COUNTY Lines is the name given to the phenomenon of big city gangs sending runners out to smaller towns and cities to sell drugs.
There’s nothing new about gangsters from London, Manchester and Liverpool controlling the drugs trade.
But what is new is the explosion in smaller-scale dealers moving into places like Swindon.
Thanks in part to the M4 and the London-to-Bristol railway line, the town is estimated to have more County Lines gangs passing through than anywhere else in the country.
Wiltshire Police estimates there could be between 30 and 37 “lines” – phone numbers addicts call to order drugs – operating in Swindon.
Across the country, the National Crime Agency claims there were 1,000 branded lines working in 2018.
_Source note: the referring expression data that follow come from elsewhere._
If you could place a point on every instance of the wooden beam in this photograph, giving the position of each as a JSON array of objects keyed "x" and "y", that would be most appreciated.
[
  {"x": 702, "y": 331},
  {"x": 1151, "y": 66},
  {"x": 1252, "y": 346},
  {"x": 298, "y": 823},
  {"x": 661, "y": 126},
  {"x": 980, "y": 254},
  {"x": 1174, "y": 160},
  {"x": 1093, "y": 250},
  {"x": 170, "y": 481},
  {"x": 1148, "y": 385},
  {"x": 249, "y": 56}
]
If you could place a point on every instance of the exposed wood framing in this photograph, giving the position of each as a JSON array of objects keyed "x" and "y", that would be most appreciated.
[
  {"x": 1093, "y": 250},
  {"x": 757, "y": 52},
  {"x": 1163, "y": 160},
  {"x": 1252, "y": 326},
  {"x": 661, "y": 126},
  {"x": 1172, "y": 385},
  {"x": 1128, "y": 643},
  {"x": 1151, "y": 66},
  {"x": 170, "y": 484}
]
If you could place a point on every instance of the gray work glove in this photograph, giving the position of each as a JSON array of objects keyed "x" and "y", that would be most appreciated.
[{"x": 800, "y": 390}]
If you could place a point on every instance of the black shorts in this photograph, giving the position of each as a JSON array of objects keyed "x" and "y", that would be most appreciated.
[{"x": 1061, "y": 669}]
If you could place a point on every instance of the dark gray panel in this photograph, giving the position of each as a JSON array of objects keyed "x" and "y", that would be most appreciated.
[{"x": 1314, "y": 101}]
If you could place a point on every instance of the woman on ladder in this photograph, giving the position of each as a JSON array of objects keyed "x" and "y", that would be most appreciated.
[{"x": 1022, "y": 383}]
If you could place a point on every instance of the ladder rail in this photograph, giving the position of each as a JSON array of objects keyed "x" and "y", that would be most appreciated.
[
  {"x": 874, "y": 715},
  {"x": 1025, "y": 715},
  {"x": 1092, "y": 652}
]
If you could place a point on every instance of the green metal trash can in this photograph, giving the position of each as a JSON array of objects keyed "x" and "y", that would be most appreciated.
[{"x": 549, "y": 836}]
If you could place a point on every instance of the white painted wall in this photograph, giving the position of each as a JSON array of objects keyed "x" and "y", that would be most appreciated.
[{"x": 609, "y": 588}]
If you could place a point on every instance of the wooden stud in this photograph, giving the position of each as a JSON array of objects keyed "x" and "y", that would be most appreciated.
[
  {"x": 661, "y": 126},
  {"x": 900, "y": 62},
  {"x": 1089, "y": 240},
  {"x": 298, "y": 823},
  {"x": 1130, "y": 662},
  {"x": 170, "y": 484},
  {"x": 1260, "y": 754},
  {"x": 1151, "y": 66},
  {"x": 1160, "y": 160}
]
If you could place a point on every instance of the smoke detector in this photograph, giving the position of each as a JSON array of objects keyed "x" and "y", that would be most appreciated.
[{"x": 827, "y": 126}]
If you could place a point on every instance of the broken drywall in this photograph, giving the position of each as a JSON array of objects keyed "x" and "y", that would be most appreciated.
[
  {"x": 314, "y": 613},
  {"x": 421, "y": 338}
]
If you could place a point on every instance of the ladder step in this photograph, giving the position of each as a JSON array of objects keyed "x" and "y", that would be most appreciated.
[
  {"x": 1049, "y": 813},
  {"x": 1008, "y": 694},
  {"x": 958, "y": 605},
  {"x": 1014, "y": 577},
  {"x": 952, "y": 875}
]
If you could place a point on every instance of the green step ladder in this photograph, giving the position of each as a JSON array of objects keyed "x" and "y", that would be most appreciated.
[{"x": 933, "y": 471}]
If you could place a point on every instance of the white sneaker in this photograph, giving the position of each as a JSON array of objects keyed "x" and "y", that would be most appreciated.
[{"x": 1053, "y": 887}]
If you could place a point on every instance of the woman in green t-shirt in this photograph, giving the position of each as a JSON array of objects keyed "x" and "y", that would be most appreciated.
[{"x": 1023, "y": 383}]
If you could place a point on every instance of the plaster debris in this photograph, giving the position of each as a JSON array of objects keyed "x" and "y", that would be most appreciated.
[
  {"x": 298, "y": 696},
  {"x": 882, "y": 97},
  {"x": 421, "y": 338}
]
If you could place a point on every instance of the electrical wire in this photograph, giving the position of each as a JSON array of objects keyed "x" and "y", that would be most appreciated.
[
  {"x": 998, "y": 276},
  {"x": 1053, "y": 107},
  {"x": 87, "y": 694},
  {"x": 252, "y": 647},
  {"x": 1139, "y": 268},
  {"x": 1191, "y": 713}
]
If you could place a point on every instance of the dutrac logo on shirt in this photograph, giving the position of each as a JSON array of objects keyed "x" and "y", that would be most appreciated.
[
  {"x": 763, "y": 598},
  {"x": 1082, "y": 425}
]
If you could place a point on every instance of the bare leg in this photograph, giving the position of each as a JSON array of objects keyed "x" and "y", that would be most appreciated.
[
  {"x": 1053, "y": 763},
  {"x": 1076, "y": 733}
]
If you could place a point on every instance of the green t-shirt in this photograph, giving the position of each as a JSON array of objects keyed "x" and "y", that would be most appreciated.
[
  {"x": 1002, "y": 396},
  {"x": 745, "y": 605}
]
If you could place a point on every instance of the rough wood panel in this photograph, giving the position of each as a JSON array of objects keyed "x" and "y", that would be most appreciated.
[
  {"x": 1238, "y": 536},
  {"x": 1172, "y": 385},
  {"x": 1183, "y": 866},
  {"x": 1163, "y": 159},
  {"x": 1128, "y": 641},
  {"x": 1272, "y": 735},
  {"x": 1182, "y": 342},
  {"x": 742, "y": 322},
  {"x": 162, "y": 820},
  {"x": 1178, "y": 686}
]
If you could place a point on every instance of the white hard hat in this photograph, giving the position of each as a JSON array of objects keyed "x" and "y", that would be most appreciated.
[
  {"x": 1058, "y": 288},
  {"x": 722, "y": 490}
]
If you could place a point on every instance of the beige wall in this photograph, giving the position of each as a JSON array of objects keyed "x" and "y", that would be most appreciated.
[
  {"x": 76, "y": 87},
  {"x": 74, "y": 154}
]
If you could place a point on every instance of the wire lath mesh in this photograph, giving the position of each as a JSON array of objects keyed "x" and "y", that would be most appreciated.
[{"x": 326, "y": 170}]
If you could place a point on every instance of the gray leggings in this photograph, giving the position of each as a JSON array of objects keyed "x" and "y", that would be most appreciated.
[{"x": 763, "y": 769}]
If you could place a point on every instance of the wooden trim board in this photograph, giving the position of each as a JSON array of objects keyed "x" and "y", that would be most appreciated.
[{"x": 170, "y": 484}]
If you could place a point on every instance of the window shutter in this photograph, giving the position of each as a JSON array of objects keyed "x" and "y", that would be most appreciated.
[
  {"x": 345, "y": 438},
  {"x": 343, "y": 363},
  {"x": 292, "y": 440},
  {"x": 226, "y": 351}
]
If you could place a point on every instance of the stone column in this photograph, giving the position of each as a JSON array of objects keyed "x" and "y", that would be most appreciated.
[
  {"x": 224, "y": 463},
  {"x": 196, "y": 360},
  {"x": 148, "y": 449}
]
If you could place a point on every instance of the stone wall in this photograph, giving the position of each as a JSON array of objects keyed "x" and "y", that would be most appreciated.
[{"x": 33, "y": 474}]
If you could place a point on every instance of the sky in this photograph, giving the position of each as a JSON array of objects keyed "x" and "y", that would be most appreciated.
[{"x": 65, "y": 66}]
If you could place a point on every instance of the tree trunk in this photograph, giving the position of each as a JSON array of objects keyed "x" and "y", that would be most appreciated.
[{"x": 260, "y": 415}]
Involved in the trade is everyone from Albanian mafia bosses moving cocaine into the UK, London-based street gangs and, at the bottom of the chain, desperate addicts paid in kind for shifting crack and heroin on street corners.
Detectives claim children can be groomed into selling drugs, drawn in by the promise of cash, top brand trainers and premium label liquor.
The life is lionised in rap videos. Earlier this summer, rapper Nahkell “J Avalanche” Gordon was jailed for nine years for his part in a plot to transport £200,000-worth of cocaine from London to Swindon. In song 4 Ways the musician, said to be a member of London gang the Wood Green Mob, sets out a recipe for making crack cocaine.